Like most bassists, I love trying “better” (i.e. more expensive) basses and products. There has to be a reason why something costs more right. If it costs more, it must be because most people want it, therefore supply and demand say that it’s worth more. If it costs more, it must be better. Even when I had a good bass, it wasn’t too long before I’d start eying more expensive basses. I went from an old plywood bass, to a French bass, and it perpetuated to the point that I had a nice 19th century Italian bass, unlabeled, but still a beautiful instrument.
My first good bass was an unlabeled 19th century French bass. There were some “appraisals” about who the luthier was, but it’s all just an educated guess. I had it later in college and it was a fine bass, but it needed work to get it to its potential. Unfortunately work=money. When it finally was where I wanted it to be I was pretty much broke (being broke is synonymous with being a young musician anyhow). When one of life’s big tragedy hit, the family came first and ultimately I had to give up the bass. It’s not all altruistic, I made some regretful decisions to trying to keep the bass, but to the point the bass was the only thing I had of monetary value. I was sad to see it go, but that’s part of life; back to a plywood bass.
Years later, when things improved, I had my appetite for an Italian bass. I fell in love with an unlabeled early 19th century Italian bass. Having the Italian Bass was nice for the first few years, but having one can actually be a burden. It was temperamental; sometimes it would sound nice, other times it woke up on the wrong side of the bed. It felt delicate, which can be a good thing, but also a bad thing. I loved how it sounded, it wasn’t the most playable bass because it was both temperamental and its violin corners were beautiful but not the most ideal. This is not representative of all old Italian basses, but it’s not unusual that each have their own character for the better or worse. As the orchestral auditions and low paying orchestral gigs lost priority, so the Italian bass started seeing the outside world less. No way was I going to take it to any of the tight “stages” for the club and restaurant gigs; basses that have endured that circuit have their share of battle scars, so instead, it gradually became a museum piece than a instrument.

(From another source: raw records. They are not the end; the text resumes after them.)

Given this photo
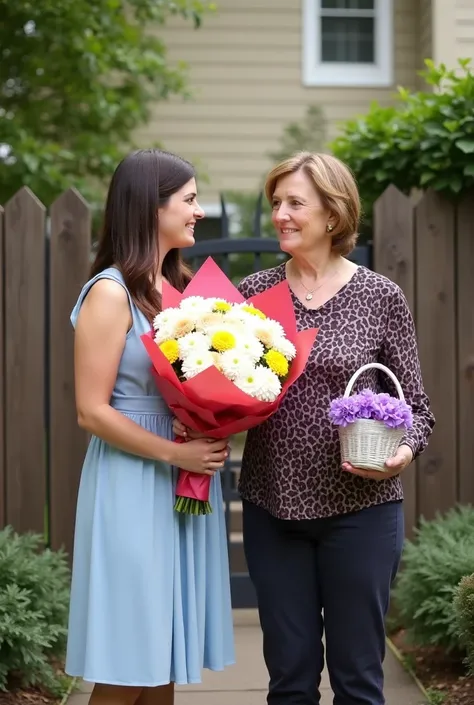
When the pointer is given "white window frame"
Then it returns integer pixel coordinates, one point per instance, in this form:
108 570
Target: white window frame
319 73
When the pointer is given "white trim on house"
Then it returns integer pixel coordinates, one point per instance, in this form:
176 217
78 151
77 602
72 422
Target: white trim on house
319 73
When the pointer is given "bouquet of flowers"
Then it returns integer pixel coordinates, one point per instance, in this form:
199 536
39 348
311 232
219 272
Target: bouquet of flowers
223 364
371 426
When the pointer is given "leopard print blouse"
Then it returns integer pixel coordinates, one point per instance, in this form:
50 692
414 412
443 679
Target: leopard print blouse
291 463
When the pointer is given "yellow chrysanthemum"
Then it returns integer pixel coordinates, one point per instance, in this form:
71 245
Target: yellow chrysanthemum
170 350
254 311
223 340
217 360
222 306
277 363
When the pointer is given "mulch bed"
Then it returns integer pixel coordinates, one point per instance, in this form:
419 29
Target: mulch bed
437 671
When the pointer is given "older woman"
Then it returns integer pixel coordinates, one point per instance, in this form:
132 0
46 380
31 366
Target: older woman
323 540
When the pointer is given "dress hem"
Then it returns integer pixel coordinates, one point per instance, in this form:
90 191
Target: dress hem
155 684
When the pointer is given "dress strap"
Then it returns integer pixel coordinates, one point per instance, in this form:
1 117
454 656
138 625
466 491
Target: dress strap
109 273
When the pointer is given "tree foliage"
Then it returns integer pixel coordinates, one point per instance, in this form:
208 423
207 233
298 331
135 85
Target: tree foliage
426 140
77 78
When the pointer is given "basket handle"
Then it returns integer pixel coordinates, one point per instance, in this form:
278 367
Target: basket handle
377 366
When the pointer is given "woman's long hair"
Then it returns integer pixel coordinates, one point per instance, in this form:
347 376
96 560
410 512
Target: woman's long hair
142 183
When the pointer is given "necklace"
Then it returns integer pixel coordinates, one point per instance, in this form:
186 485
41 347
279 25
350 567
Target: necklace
311 292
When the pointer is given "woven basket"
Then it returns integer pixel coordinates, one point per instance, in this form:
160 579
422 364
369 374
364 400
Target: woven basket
367 444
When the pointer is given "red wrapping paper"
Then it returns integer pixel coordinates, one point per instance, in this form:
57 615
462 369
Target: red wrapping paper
210 403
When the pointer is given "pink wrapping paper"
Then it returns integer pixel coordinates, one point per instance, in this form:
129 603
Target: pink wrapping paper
210 403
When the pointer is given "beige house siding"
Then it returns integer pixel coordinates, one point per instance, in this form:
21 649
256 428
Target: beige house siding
453 31
245 71
426 36
464 28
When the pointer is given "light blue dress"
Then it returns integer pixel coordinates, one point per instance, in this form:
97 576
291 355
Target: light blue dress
150 596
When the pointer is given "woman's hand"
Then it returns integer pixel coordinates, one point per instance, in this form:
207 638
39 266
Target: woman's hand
202 455
179 429
394 465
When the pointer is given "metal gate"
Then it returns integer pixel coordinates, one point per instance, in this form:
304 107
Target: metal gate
238 257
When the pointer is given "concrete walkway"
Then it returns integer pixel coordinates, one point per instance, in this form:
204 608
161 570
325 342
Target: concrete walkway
246 682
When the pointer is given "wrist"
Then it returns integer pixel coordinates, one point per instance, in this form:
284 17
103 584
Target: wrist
169 453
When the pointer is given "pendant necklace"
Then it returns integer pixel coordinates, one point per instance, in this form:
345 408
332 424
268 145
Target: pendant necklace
311 292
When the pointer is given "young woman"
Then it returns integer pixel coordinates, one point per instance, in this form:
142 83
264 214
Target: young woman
150 599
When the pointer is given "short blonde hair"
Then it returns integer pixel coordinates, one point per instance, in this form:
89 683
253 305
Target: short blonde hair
335 185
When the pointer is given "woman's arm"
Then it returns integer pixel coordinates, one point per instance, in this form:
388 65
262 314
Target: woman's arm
101 330
399 352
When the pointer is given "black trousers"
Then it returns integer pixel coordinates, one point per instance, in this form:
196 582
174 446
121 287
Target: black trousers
332 575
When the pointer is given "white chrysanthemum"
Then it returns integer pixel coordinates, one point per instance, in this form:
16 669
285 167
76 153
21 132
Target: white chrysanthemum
193 342
285 347
234 363
197 304
196 362
251 346
207 320
261 383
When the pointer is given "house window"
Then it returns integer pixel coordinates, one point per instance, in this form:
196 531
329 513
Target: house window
347 43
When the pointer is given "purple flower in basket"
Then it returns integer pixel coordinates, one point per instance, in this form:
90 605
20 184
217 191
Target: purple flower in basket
394 412
366 403
343 411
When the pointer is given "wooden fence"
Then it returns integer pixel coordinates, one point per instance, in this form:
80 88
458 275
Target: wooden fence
43 264
427 247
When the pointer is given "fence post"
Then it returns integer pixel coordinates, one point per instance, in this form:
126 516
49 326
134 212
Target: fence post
25 422
394 257
465 332
436 308
69 268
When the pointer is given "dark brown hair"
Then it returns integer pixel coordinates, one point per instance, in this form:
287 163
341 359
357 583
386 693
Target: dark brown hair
337 188
142 183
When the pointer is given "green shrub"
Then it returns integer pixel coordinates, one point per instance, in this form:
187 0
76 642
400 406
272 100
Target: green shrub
34 600
426 140
464 611
433 564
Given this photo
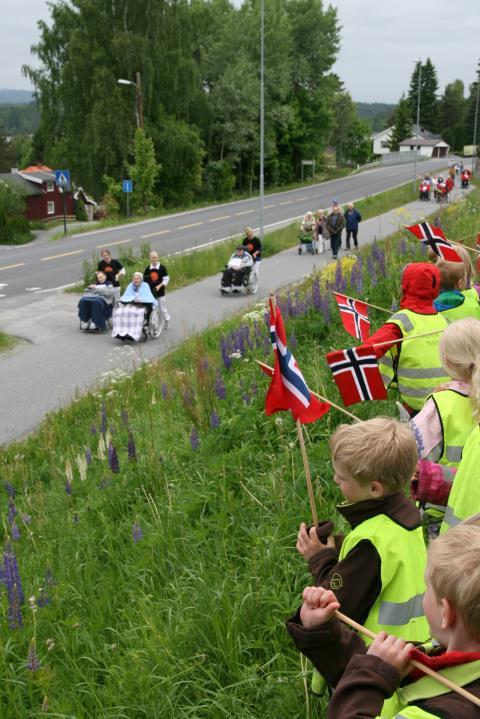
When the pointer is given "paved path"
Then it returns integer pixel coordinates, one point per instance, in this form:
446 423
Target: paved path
59 361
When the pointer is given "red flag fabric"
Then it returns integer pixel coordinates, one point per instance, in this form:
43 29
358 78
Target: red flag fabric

When another of life’s difficult situations arose (which usually coincides with bills and payments) I decided to sell the Italian bass. To my surprise, I didn’t miss it nearly as much as I thought I would. Yes, it’s hard parting with any bass, but nothing feels amiss. The German bass actually pairs with me nicely. I try to take care of it as well as possible, but I don’t feel like a historic preservationist as I did with an Italian bass; I can go out an be a musician. It can go wherever I need to be, whether that is a small corner of a cafe or a nice concert stage. I don’t doubt that this is a keeper for many decades to come, maybe until it’s time to lay down a bass for the last time and I would have no wants of another bass. Even though I’ve owned “better” basses, this is my favorite. The reason isn’t quantifiable, it just is so. Sometimes you have to go full circle to figure out what you want in life, but it would have been far cheaper had I figured it out at the beginning.